Konrad (1845-?), Katharina (1848-1861), and Jakob (1854-?) RIEGELHUTH

Johann Georg, son of Mayor Georg Henrich Riegelhuth and Katharina Elisabetha nee Lander, married Anna Margaretha Knipper in 1810. They had eight children, Johann Jakob born 24th November 1815 being the eldest of their three sons. Johann Georg supported his wife and children – all of who survived – by weaving; the cloth was sold to merchants in Butzbach.

Johann Jakob learned his father’s craft and, when his military obligations had been discharged, set up his own business. This enabled him to get the necessary permission from the authorities for his marriage to his fiancee Anna Elisabetha Lenz. The couple exchanged vows on 19th May 1844, without the banns being read because the bride was pregnant.

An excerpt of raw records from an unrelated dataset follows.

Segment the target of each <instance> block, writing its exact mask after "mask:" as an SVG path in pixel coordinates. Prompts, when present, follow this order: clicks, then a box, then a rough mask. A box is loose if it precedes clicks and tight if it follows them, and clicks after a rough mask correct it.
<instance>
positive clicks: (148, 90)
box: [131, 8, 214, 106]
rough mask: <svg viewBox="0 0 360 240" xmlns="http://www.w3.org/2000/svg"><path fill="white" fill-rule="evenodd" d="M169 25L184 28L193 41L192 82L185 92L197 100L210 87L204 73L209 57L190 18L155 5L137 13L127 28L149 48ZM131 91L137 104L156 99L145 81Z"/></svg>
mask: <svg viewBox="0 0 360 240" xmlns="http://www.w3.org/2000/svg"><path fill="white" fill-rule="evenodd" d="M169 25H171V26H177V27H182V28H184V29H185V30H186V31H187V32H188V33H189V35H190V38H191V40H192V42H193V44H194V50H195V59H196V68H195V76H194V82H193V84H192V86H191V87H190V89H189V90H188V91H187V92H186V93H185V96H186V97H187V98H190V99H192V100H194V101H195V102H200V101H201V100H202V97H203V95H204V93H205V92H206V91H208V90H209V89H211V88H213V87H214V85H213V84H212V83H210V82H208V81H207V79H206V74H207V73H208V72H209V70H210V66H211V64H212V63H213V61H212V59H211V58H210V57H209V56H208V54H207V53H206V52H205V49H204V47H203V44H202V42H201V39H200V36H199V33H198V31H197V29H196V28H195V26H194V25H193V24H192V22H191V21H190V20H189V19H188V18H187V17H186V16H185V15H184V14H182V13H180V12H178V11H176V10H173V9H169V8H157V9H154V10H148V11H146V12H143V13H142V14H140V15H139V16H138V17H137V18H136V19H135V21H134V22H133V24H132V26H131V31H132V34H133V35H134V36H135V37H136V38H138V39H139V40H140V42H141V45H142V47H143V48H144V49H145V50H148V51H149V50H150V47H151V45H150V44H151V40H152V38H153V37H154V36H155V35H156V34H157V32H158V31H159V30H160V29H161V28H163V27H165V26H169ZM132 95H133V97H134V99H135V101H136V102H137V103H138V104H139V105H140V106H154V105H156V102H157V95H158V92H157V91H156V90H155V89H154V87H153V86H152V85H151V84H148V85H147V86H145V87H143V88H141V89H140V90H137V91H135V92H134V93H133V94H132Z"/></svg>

A son was born on 20th September but lived only two weeks. A second son arrived a year later and was named Konrad in memory of his brother. A daughter followed in 1848; she was called Katharina. On 21st December 1850, Anna Elisabetha gave birth to her third son, Jakob, but the birth was complicated and she died three weeks later; the baby did not survive.

On 28th August 1853, Johann Jakob was married a second time; his bride was Christina Lenz, 31, who was a second cousin to his previous wife. Christina had a son on 26th November 1854 and gave him the name of the little boy who had died. Johann Jakob had planned to join the increasing numbers of villagers going out to the Victorian goldfields and left with his wife and the three surviving children in 1856. On 21st October their ship “Star of the East” sailed out of Merseyside for Melbourne. Christina was again pregnant and she gave birth to a daughter as they neared Port Phillip; she named her Elizabeth. The journey ended on 12th January 1857 and they remained in Melbourne while Christina recuperated. Her child, however, was sickly and died a week later.

Johann Jakob spent some time on the goldfields at Ballarat before moving over to Smythesdale, where his brother Jakob was prospecting. Christina gave birth there to a son, Henry, in 1860 but the baby lived for only a year. Tragically, Johann Jakob’s eldest daughter Katharina, then 13, died at about the same time. The family moved back to Ballarat where they settled permanently; Christina had two more daughters to complete her family – Christina in 1861 and Wilhelmina in 1865; the step-daughter of Christina’s brother, Johann Konrad, sponsored the last-born. (He and two other brothers migrated at about the same time as the Riegelhuths, and lived nearby). Johann Jakob’s brother, Jakob, lost two children and decided to go back to Nieder-Weisel; it may be that one or both of Johann Jakob’s sons returned with them, as no further record has been found of either Konrad born 1845 or Jakob 1854. Alternatively, they may have emigrated; say to New Zealand, as some other migrants did.

The two girls stayed with their parents till they were married, Wilhelmina in 1889 and Christina in 1892. Several grandchildren were born before the death of Christina senior in 1898, just before their 45th wedding anniversary. Johann Jakob lived into his 87th year; he died in Ballarat on 3rd June 1902, and was buried with Christina in the New Cemetery in Ballarat.

(A Conrad Riegelhuth arrived in NSW in the early 1850s. He died there in 1871 aged 44. It is likely that he was a younger brother to Johann Jakob).